J’aime beaucoup Véronique Tadjo. Elle est Ivoirienne et c’est une fille simple et sensible, qui écrit de merveilleuses histoires pour les enfants. De temps à autre, elle sort un roman pour les grandes personnes et c’est toujours un régal. Même lorsqu’il s’agit de L’Ombre d’Imana, qui traite du génocide au Rwanda. Cette fois-ci, il s’agit de l’histoire de la reine Pokou, fondatrice du royaume Baoulé de Côte d’Ivoire. Reine Pokou est bâti autour de ce thème mythique mais offre au lecteur des variations subtiles, inspirées par les soubresauts politiques que connaît la Côte d’Ivoire depuis trois ans.
L’histoire est évocatrice : Abraha Pokou et son peuple sont contraints de quitter la terre de leurs ancêtres, au royaume Ashanti – l’actuel Ghana – à cause d’un problème de rivalité dans la succession au trône, qui a dégénéré en guerre. Lorsqu’ils parviennent au bord du fleuve Comoë, la reine comprend que seul le sacrifice de son fils unique, né miraculeusement sur le tard, permettra aux siens de passer à gué. « Ba-ou-li » signifie « l’enfant est mort », d’où est dérivé le nom du peuple « Baoulé ».
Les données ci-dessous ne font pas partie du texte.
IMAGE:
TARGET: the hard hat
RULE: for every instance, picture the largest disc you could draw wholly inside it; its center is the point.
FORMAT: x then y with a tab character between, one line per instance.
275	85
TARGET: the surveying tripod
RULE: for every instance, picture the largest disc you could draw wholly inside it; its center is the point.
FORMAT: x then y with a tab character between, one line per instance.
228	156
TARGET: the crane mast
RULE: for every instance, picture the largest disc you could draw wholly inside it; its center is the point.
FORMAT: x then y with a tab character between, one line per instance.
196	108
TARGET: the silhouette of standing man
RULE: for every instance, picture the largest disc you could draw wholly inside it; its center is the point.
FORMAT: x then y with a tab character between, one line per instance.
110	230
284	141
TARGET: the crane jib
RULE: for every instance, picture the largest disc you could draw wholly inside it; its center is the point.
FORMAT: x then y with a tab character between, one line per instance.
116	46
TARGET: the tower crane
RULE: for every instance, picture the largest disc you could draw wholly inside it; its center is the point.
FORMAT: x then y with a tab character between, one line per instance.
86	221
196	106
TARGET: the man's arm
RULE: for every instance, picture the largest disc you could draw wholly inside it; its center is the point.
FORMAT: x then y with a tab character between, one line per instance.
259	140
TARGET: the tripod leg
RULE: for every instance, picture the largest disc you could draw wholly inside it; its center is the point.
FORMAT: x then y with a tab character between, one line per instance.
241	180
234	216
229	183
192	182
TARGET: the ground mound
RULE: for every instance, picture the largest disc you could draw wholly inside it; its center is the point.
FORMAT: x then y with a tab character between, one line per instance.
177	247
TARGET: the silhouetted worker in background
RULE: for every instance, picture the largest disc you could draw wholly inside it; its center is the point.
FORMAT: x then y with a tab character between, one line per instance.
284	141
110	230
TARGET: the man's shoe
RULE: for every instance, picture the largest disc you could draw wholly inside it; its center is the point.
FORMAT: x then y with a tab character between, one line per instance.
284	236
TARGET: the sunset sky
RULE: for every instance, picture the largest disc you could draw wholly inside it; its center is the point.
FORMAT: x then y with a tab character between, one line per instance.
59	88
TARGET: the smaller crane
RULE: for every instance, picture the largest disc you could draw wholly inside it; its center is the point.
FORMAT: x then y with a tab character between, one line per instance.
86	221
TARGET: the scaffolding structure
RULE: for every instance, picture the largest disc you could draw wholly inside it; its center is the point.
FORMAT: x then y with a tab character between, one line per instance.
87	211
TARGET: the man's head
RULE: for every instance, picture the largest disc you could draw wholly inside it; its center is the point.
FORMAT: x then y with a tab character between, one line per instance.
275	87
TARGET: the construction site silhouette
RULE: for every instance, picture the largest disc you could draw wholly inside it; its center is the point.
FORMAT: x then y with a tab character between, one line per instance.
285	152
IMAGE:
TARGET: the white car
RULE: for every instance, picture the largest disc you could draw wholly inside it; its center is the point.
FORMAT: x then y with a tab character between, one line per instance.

« Relire ce mythe à la lumière du concept d’ivoirité permet de remettre les choses à leur place, explique Véronique Tadjo. En réalité, les Baoulés qui se proclament Ivoiriens de souche viennent d’ailleurs, comme les Dioulas et les autres. Nous devons accepter notre diversité. » Résidente actuellement en Afrique du Sud, à Johannesburg, elle se sent frustrée de ne pouvoir participer de façon quotidienne au débat qui agite son pays. Elle a trouvé ici une façon indirecte de reposer la question de fond sur l’origine des Ivoiriens. Sa réflexion va même plus loin, puisqu’elle pose aussi le problème du rapport de l’individu avec le pouvoir. « Comment une femme parvient-elle à sacrifier son enfant ? Pokou a souffert de stérilité, un mal terrible et humiliant en Afrique, et on lui demande de jeter son petit dans l’eau du fleuve. Ce devrait être inacceptable… »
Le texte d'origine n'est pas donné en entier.